Recorrendo a uma iniciativa de marketing digital que roçou a genialidade nascida na intersecção do live video do Facebook com as Instagram Stories, o NOS Primavera Sound revelou de uma só vez, como manda a boa tradição do festival, o cardápio de artistas que se irão deslocar ao Parque da Cidade do Porto entre os dias 8 e 10 de Junho.

E, como também já é hábito, o ecletismo reina num cartaz que consegue ir desde o rock mais pesado ao hip hop, passando pela electrónica – dançável ou experimental e abstrata -, sem esquecer uma pitada de soul. Tudo muito bem incorporado na grande e cada vez menos definida “tenda” da música alternativa.

Assim sendo, e sem pretensões de absolutismo – até porque se prevê sempre uma ou outra alteração no line up até Junho -, aqui fica uma selecção, em ordem arbitrária, dos nomes que nos fazem desejar que o Inverno passe rapidamente.

15 concertos que não vamos querer perder

Run The Jewels

Palavras para quê? O que começou como uma colaboração paralela aos projetos de Killer Mike e El-P rapidamente se transformou num dos grupos mais relevantes do hip hop atual. Estiveram no NOS Primavera Sound em 2015 e voltam na 6ª edição com novo trabalho: o antecipado RTJ3 foi editado de surpresa no dia de Natal. E que prenda.

 

Death Grips

Se há premissa clara em relação aos Death Grips é a de que ninguém fica indiferente ao seu trabalho: é amor ou ódio, e não há lugar para meio termo. O que não deixa de impressionar é a base de fãs incrivelmente devotos que o trio tem vindo a acumular, dada a sonoridade tão out there que praticam.

Imprevisíveis e incendiários ao vivo, o grupo formado em Sacramento, Califórnia há meia década é uma autêntica máquina trituradora de géneros, desde punk e post-hardcore, à electrónica e glitch music (já alguém lhe chamou pós-hip-hop?) Antes de se lembrarem de anunciar a despedida novamente – enquanto for infrutífero, não é grave -, o melhor é vê-los ao vivo assim que puderem.

 

WAND

Se estão a desesperar por Ty Segall não ir ao Porto – este ano fica-se por terras mais a norte -, podem acalmar as vossas alminhas psicadélicas: os Wand estão cá para nos electrificar os ouvidos com muito fuzz fresquinho e pôr o mosh pit a ferver.
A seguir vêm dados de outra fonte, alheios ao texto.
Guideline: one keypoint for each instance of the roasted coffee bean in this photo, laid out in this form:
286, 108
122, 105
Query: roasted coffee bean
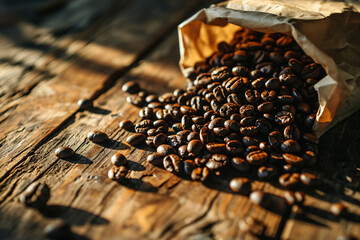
117, 173
189, 166
252, 96
217, 162
206, 135
284, 118
36, 195
294, 198
290, 146
337, 209
234, 147
194, 147
200, 174
240, 164
257, 157
64, 152
266, 107
136, 139
249, 131
310, 158
97, 136
193, 136
85, 103
172, 163
131, 87
309, 179
267, 171
293, 159
58, 229
156, 159
214, 147
240, 185
289, 180
118, 160
247, 110
126, 125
Forjados nas mesmas águas garageiras da costa oeste dos EUA que Meatbodies, Thee Oh Sees ou os Fuzz precisamente de Segall, o quarteto nasceu em 2013 e editou três álbuns em pouco mais de um ano (!). O mais recente, 1000 Days, reflecte uma ligeira mudança para um som mais influenciado pelo psych clássico, sem medo da experimentação “fora da caixa”, embora o nervosinho rock continue todo lá. Apesar do crescimento rápido, esperamos que andem cá por muitos anos, pois são sem dúvida uma das propostas mais interessantes deste Primavera.

 

Skepta

Num pólo musicalmente oposto aos californianos Wand surge Skepta, ou mais uma prova da incrível variedade de artistas que o Primavera acolhe. Figura de ponta da cena grime, o produtor e MC traz consigo Konnichiwa, o longa-duração editado em Maio que lhe deu projeção internacional sem precedentes no género, culminando na atribuição do prestigiado Mercury Prize. Espera-se hip hop de alta intensidade com sotaque britânico, ao qual nem os pés mais bem assentes no chão deverão resistir. O fato de treino é opcional, mas recomendado.

 

Pond

Será do sol que apanham na moleirinha? A picada de algum mosquito estranho? Não sabemos, mas a verdade é que nos últimos anos a Austrália tem sido o berço de um número considerável de bandas com alta concentração de psicadelismo. Na crista dessa onda estão os já experientes Pond, que em 2015 estiveram pelo Vodafone Paredes de Coura, onde deram um concerto incrível mas incrivelmente curto.

A pujança vibrante do grupo deixou-nos a salivar por mais e, portanto, o palco que os receber será ponto de paragem inevitável em Junho. Ainda por cima com música nova já no início deste ano.